Some farmers have said they worried that Mr. Biden would tighten environmental regulations in ways that would restrict their operations, undoing the Trump administration’s easing of rules governing water quality, meatpacking-plant operations and greenhouse-gas emissions.

Farmers said they want the Biden administration to maintain federal support for ethanol, the corn-based fuel additive. “Ethanol should still be part of the mix,” said Larry Hasheider, a grain and livestock farmer from Okawville, Ill. A higher proportion of biological-based additives in fuels could offer further opportunities to farmers, he said.

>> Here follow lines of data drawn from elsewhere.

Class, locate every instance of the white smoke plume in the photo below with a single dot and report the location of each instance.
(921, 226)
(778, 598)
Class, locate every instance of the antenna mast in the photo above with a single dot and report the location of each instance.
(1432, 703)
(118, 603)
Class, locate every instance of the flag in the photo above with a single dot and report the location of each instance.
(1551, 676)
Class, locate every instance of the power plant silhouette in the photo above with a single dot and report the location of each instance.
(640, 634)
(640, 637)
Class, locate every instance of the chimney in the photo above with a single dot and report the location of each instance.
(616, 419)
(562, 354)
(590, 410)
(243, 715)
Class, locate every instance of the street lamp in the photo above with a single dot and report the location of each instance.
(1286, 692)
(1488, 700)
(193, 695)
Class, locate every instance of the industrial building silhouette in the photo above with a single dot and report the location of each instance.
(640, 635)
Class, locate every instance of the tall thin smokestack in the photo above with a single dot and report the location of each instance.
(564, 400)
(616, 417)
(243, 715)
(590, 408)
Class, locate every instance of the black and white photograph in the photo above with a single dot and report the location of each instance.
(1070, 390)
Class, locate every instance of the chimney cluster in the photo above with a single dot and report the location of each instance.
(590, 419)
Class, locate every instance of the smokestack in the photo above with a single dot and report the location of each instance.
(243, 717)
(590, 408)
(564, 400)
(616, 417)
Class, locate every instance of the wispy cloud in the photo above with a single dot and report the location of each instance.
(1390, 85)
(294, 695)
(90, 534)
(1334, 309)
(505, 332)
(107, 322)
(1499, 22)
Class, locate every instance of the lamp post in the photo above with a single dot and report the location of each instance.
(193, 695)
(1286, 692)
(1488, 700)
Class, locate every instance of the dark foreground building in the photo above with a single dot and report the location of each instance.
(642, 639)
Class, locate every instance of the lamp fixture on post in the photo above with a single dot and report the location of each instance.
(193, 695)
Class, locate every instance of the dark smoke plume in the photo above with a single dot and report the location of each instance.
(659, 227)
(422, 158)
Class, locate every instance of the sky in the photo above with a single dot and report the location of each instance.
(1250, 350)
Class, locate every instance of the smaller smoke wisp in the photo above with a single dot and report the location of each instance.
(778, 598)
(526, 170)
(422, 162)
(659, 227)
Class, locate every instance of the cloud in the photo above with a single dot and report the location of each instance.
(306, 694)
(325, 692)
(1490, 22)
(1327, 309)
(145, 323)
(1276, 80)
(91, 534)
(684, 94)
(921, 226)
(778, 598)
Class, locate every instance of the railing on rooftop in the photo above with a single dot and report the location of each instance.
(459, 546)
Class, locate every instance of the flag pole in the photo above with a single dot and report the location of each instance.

In the European Union, officials are considering ways to capture in the soil carbon released from burning fossil fuels, also known as sequestration, among other means to reduce greenhouse gas emissions from farms, said Janusz Wojciechowski, European commissioner for agriculture. Some EU countries are looking to provide incentives to farmers who reduce the density of livestock production to help lessen methane emissions, Mr. Wojciechowski said at the Global Food Forum.

“This is the great challenge,” he said. “Greenhouse emissions from agriculture is too high.”

In the U.S., some farmers are devoting portions of their fields to renewable- energy production. Renewable-energy producers want the Biden administration to expand tax credits for solar and wind developments.

Ms. Dwyer said she worries about top-quality agricultural land being turned into acres of solar panels. “The land is a finite resource,” she said.

Kimberly Ratcliff, manager of Caney Creek Ranch in Oakwood, Texas, said she has dedicated 1,000 acres of her farm to solar panels. The installation will generate revenue for her entire family, she said, including those who aren’t actively farming.

“If they don’t get some kind of income on the ranch, they aren’t going to survive,” Ms. Ratcliff said about her family’s decision to host solar panels.